On the other hand, she says, “I like that [LA] has a sleazier side than New York now. It's still here, whereas in New York, I don't know—it's too expensive for the sleaze.”
They began exploring their new hometown, gravitating to landmarks of Old Hollywood–like the Hollywood Bowl, where the climactic scene in Double Indemnity was shot–and a shared love of unpretentious dining. “We're creatures of habit,” Phillips laughs. “Usually we're at home, tied to the computer or the studio. We go to Al Wazir chicken, and Tere's Mexican [Grill]—these little holes in the wall.”
Eventually, Hardkiss’s wife Stephanie got in touch with a recording from their earlier sessions—a cover of Daniel Johnston’s “Honey I Sure Miss You”—and asked Phillips to complete it for her husband’s final project. Hearing the track again inspired her to team up with Eric Broucek, the former house producer/mixer for James Murphy’s DFA Records to complete the album. Together they turned the rest of the unfinished recordings into Luck Or Magic, her debut solo record.
Hardkiss’s influence on Luck Or Magic is heard in the electronic flourishes and the unexpectedly funky grooves that mark a clear break from Phillips’s past work, as well as the selection of cover songs that make up half the album. But like Philips herself, the album was mostly transformed by the past few years of her life, and her new surroundings. Luck Or Magic is very much a classic Californian album, full of sun-dappled mellow vibes, references to the storied tradition of LA chamber pop stretching from Brian Wilson to Jon Brion, and a smooth sound handed down from the Fleetwood Mac era.

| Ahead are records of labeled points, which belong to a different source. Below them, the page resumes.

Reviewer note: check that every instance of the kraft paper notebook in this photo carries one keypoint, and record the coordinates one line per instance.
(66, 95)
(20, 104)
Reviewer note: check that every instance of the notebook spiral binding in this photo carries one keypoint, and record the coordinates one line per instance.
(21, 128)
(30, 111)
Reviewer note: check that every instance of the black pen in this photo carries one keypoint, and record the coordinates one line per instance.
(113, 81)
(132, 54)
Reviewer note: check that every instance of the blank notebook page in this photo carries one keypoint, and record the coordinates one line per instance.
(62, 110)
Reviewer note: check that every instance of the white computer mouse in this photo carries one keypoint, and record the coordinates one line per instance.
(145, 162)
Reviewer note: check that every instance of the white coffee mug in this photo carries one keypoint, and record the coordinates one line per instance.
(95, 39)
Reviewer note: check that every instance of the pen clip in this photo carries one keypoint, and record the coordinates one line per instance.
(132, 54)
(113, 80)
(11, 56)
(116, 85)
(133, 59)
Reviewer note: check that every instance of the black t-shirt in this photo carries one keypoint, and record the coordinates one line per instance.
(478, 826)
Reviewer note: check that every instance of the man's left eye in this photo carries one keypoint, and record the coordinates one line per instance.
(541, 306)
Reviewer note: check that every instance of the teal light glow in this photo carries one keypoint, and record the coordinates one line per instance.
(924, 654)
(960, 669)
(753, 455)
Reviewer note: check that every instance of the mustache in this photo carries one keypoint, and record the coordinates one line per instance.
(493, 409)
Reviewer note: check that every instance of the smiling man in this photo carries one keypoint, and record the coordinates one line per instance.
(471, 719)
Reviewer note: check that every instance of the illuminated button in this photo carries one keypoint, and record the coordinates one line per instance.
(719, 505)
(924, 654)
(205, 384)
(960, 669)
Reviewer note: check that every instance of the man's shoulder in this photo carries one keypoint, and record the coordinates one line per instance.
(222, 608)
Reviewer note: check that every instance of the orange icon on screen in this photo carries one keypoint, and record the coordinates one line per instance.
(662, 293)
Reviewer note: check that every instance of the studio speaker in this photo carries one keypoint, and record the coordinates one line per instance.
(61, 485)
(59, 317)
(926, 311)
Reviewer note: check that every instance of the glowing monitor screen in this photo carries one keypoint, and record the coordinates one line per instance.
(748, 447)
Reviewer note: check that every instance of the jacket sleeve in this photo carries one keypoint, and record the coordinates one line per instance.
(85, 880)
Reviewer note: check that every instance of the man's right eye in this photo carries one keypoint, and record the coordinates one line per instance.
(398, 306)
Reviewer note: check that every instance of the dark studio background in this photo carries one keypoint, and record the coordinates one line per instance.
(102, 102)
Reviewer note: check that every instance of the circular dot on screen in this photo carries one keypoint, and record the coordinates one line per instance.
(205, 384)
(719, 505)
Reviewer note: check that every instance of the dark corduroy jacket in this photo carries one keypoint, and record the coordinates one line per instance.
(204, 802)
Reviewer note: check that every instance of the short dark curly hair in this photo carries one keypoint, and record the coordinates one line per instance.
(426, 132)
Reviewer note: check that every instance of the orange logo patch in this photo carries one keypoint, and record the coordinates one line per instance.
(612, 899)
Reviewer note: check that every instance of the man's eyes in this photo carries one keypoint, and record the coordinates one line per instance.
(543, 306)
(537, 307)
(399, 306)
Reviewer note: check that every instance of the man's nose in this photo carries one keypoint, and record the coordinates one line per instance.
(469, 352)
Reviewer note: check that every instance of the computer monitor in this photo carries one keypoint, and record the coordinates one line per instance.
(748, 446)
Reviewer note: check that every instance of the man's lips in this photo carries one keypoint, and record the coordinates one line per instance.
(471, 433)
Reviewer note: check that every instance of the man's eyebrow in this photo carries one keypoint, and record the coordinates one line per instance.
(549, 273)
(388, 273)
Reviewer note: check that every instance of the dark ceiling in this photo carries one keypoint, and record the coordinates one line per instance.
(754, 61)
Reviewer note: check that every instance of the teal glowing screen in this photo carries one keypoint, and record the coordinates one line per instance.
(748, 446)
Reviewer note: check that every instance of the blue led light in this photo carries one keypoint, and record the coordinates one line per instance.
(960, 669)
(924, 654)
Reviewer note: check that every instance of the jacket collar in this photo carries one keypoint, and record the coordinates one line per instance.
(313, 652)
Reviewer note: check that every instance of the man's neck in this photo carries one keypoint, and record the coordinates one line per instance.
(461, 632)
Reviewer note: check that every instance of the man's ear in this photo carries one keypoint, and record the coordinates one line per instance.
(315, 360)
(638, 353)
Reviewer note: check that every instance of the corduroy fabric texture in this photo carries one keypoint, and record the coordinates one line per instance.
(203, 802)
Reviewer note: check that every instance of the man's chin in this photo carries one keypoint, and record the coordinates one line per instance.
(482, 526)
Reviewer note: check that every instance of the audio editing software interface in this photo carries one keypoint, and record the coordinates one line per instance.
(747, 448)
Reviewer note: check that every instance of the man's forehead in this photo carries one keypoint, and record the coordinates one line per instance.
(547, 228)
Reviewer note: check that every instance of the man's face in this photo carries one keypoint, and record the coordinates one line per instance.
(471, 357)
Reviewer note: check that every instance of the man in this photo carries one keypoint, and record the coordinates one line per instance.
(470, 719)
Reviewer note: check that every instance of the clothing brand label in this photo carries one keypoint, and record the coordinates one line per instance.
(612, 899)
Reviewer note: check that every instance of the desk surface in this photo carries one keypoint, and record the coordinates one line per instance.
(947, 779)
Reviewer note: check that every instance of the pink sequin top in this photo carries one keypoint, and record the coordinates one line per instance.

Her cover of Evie Sands’s 1969 “One Fine Summer Morning,” with its hand drums, burbling bass, and pleasantly stoned mood, is enough to make you feel like you’ve wandered into a late-night party at a ’70s rock star’s Laurel Canyon crash pad—a long way off from the grimy urban energy that haloed her New York material.
Elsewhere, like the electro-influenced “Million Dollar Doll,” Phillips shows off a hard-edged rock star swagger that may surprise longtime fans who have grown accustomed to seeing her share the spotlight with Wareham. It’s part of the greater sense of self-confidence that she’s developed over the course of going solo, and seems to have kept after finishing it. “Dean & Britta fans might not like this, and I don't care,” she says, leaning in over the table. “Dean might not like it, and I don't care. I wanted to do something a little bit different, and sing a little louder.”
While she and Wareham will continue to collaborate, being a solo artist seems to suit Phillips well. So does her new location. “Originally it was just going to be for four years,” she says, “but we're liking it. I don't know. It might be hard to go back to New York.”
+ I love the arts district downtown. It reminds me a bit of Brooklyn.
+ I’ve been recording on Palmetto St. with Dean for his latest project, as well as LUNA so we’ve been frequenting a few places in the neighborhood.
+ Wurst Küche has amazing sausages…served in a really cool warehouse space.
+ Blue Bottle Coffee has the best coffee and great cakes and cookies. They make a real macchiato.
+ Pizzanista makes the best NY-style pizza I’ve had in LA.
+ Zinc Cafe is a fantastic vegetarian restaurant. Everything is great. They make the BEST pizza. Light, crispy gourmet crust and unusual toppings.